Following the fascinating contributor bios (representing a diverse background, many originally from and/or currently living in the circumpolar North with upbringing in subsistence hunting, fishing and dog teaming) and generous sections devoted to the three polar communities, The Meaning of Ice is thoughtfully organized (all of which has been explained to the reader) into four main sections: the sea ice as “home”, “food”, “freedom” and “tools and clothing”.

Images in The Meaning of Ice include human portraits; beautiful paintings; archival and current photographs of landscapes and seascapes, communities and people engaged in activities on the sea ice (including a generous selection showing dogs at work); drawings; diagrams of the anatomy of animals harvested for food, fuel and tools; illustrations of the seasonal hunting/harvesting cycles of various hoofed, finned, winged and other animals and sea plants; diagrams of how animal skins are cut to make clothing; lists of terms, definitions and aboriginal names of sea ice tools; diagrams of dog harnesses, traces and qamutiit; descriptions of the various forms and conditions of sea ice are illustrated and explained.

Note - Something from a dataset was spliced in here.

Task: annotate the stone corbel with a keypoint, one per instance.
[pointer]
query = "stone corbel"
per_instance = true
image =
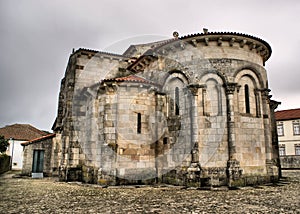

Over forty contributors write about their past and present knowledge of and experiences with the sea ice as home, food, freedom and the creation of tools and clothing. Readers craving accounts of life in the words of the People themselves will especially appreciate the vast quantity and diversity of stories included. And those interested in the role that dogs played in arctic survival will particularly enjoy the references to this subject including Kangiqtugaapik resident Joelie Sanguya’s boyhood recollections of hunting polar bear by dog team:
“...Sometimes our fathers used to qaqqaliaq (go to higher place likes rocks on the land, or icebergs for good vantage points) to scan an area for any animal they could find. If they saw a polar bear, they tried not to come back to the dogs in a hurried manner, or talk about it when they were near the dogs, so the dogs would not know they had seen a bear. Many times though, the dogs did find out about what was going on, probably from our fathers’ energy, and the dogs would start to get excited...As we near the polar bear and the tracker dog, we can now hear the dog barking. My father unleashes the other dogs and we keep going on the qamutiik with the momentum. Then we finally stop, too close to the bear for my comfort. Dogs encircle the bear with what seems to be like music, as the dogs bark at the bear with a different tone in their voice than normal. One dog bites the bear from behind, and as it turns, another dog bites it from the other side...”               excerpted from pages 120, 122
The scope of this publication is truly overwhelming. Cover-to-cover, it provides readers with a far-reaching understanding of circumpolar life, past and present – from the perspective of the People who have occupied the North for millennia – that likely will not be collectively found elsewhere. Those of you who have an interest in polar culture and tradition (and dog team travel) will most definitely want to have your own copy!

At the publisher’s list price of $50.00 US, The Meaning of Ice: People and sea ice in three Arctic communities ISBN 978-0-9821703-9-7 (2013) – in hard cover and beautifully jacketed, 11.5” x 10.75” x 1.75”, with 416 pages, 645 color illustrations, 22 maps, 7 figures, 9 tables all in five-and-a-half pounds – is a bargain at twice the price! It is published by the International Polar Institute Press and distributed through the University Press of New England; also available through online booksellers. And with all proceeds from the sale of The Meaning of Ice: People and sea ice in three Arctic communities being directed to programs in the three communities described, the copy you purchase will have a special meaning of its own.